What are your plans for building yet on your research during PhD – what aspects of the next will you examine?
Moving forward, I showed my research more in three main fields. I plan to create:
- Strength of bias reduction techniques: Dual-process JS OGN-based theory-based prompting techniques more refined and expand, apply them to emerging multimodal LLMS.
- Intersection and compound bias: Examine how multiple demographic features combine each other when combined with each other, for example, examine the combined effects of age, gender and gender in a model output.
- Cross-Cultural Generalization: Extend my bias datasets and methods to accommodate more diverse cultural references, making sure the LLM ness picture has improved globally instead of western -centered views.
What made you to study AI, and especially LLMS and the field of prejudice/righteousness?

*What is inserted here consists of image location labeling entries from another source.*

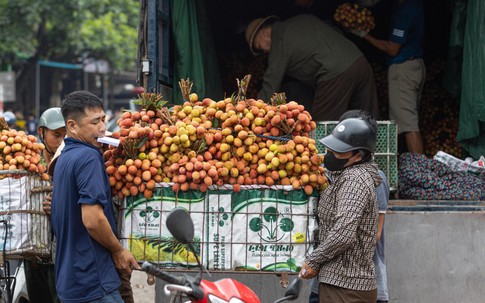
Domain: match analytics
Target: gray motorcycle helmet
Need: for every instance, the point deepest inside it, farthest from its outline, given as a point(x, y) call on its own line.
point(52, 119)
point(351, 134)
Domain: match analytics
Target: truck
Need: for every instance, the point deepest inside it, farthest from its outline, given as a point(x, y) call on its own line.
point(434, 249)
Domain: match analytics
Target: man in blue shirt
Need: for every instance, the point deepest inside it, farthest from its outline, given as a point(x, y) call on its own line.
point(82, 216)
point(407, 72)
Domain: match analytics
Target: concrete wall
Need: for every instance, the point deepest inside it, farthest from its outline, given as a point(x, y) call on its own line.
point(435, 256)
point(431, 256)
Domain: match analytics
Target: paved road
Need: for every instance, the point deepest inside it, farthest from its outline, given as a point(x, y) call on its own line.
point(142, 292)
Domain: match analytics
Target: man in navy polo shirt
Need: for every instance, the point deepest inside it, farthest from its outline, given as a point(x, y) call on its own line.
point(406, 73)
point(88, 251)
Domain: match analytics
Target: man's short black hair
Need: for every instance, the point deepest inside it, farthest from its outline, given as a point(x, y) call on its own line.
point(75, 104)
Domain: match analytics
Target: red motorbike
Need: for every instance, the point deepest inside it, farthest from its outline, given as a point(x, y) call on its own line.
point(185, 288)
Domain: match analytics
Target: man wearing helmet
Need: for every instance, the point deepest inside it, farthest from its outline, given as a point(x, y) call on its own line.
point(347, 217)
point(51, 131)
point(40, 274)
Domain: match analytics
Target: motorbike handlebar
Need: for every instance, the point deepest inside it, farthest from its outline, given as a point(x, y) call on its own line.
point(154, 270)
point(148, 267)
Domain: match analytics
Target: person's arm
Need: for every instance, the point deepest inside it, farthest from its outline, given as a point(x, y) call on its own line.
point(100, 230)
point(380, 225)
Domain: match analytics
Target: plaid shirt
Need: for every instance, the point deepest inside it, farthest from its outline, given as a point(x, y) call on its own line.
point(347, 213)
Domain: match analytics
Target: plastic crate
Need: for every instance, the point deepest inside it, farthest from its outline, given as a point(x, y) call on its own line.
point(386, 147)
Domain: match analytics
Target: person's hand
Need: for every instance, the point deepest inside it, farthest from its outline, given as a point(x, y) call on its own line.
point(46, 204)
point(307, 272)
point(359, 33)
point(124, 260)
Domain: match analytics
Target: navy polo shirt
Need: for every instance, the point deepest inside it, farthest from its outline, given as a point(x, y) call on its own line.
point(407, 29)
point(84, 268)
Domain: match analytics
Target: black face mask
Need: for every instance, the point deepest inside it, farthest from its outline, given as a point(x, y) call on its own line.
point(332, 163)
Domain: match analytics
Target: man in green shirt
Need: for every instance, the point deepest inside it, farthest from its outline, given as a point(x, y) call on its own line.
point(312, 52)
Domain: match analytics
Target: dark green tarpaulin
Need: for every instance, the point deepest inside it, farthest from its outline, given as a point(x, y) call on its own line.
point(471, 132)
point(194, 54)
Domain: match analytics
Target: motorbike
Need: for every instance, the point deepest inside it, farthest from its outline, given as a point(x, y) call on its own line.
point(186, 288)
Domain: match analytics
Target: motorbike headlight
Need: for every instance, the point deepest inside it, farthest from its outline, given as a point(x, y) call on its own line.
point(214, 299)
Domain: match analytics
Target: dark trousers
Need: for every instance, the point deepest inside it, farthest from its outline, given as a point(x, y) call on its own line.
point(353, 89)
point(40, 279)
point(125, 289)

These models are accompanied by the profound influence on the society, the motivation and righteousness to study AI and especially focus on LLM bias. As LLMS affects more and more everyday decisions-from job rental and production recommendations to cultural understanding-their natural bias enhances social inequality. Coming from a diverse cultural background myself, I recognized the initial critical requirement of AI systems. Thus, I was very interested in looking for these parties to promote the technology equally, to promote righteousness, inclusion and equity through my research.
What advice do you give someone a PhD in the field?
A.I. For anyone, especially for any Ph.D., especially in consideration of partisan and righteousness, will be my advice:
- Identify your passion clearly: Make sure you choose a topic that interests you, because this passion will sustain you during your PhD long journey.
- Become an interdisciplinary: Only yourself the computer; Do not limit it; Actively engaging with the literature of social wisdom to better understand the effects of the real world of your work.
- Network actively: Participate in conferences and workshops, present your work and get feedback. Collaborative insights of different communities will greatly enhance your research.
Can you tell us any interesting (non-AI-related) facts about you?
Apart from my research, I am an enthusiastic soccer fan and rarely missed a big match-even if he is a Champions League, World Cup or late-night Premier League collision. Watching soccer not only gives me a break from educational work, but it also combines me with different cultures and communities around the world. Global passions, like sports, can bring people together – it is a constant reminder – something that I am also striving for my research on AI righteousness.
Muhammad about
![]() | Mohammad Kamruzman Prof. Working under the supervision of Jean Louis Kim, a third year’s PhD student at the Department of Computer Science and Engineering at the University of South Florida. Their research focuses mainly on identifying and reducing prejudice in large -language models delts (LLMS), with certain interests in the subtle forms of prejudice such as agesism, nationality, spirit of spirit, and brand choices. He has introduced datasets such as Banstrioset to evaluate multilingual bias and developed a strategy to ask on the basis of the principles of LLM Ness to improve the picture. His works have been published in the top conferences including ACL, EMNLP and AAAI. |
Tags GS: AAAI, AAAI Doctoral Consortium, AAAI 2025, ACM Sigai
Lucy Smith is a senior managing editor for AIHUB.